# Dualism or Monism?



## Reformed Thomist (Apr 25, 2009)

Should we say that what we call _the soul_ is essentially separate from the body? Or is the soul so connected to the body that the soul and the body cannot be said to be separate 'substances'?

The line of questioning is important, theologically, because of the afterlife and the fact that the body is corruptible (it loses life).
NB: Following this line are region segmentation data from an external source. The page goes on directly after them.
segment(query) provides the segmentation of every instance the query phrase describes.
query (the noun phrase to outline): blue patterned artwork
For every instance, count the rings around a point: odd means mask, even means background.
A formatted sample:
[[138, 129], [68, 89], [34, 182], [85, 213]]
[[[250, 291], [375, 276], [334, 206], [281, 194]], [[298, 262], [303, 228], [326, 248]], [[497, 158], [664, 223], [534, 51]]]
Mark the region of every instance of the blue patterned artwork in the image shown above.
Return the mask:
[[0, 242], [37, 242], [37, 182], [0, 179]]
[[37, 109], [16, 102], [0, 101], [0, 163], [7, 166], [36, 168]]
For instance, if we say that the soul and the body are _not_ separate -- monism -- how can it be that the soul 'lives on' when the body dies? (There are, of course, theistic monist solutions to these problems, in particular, the Aristotelian-Thomistic: basically, it is the 'intellective' or rational aspect -- the uniquely _human_ aspect -- of our soul that lives on when the 'vegetative' and 'sensitive' aspects -- the mere _animal_ aspects of our soul -- are corrupted through natural death.)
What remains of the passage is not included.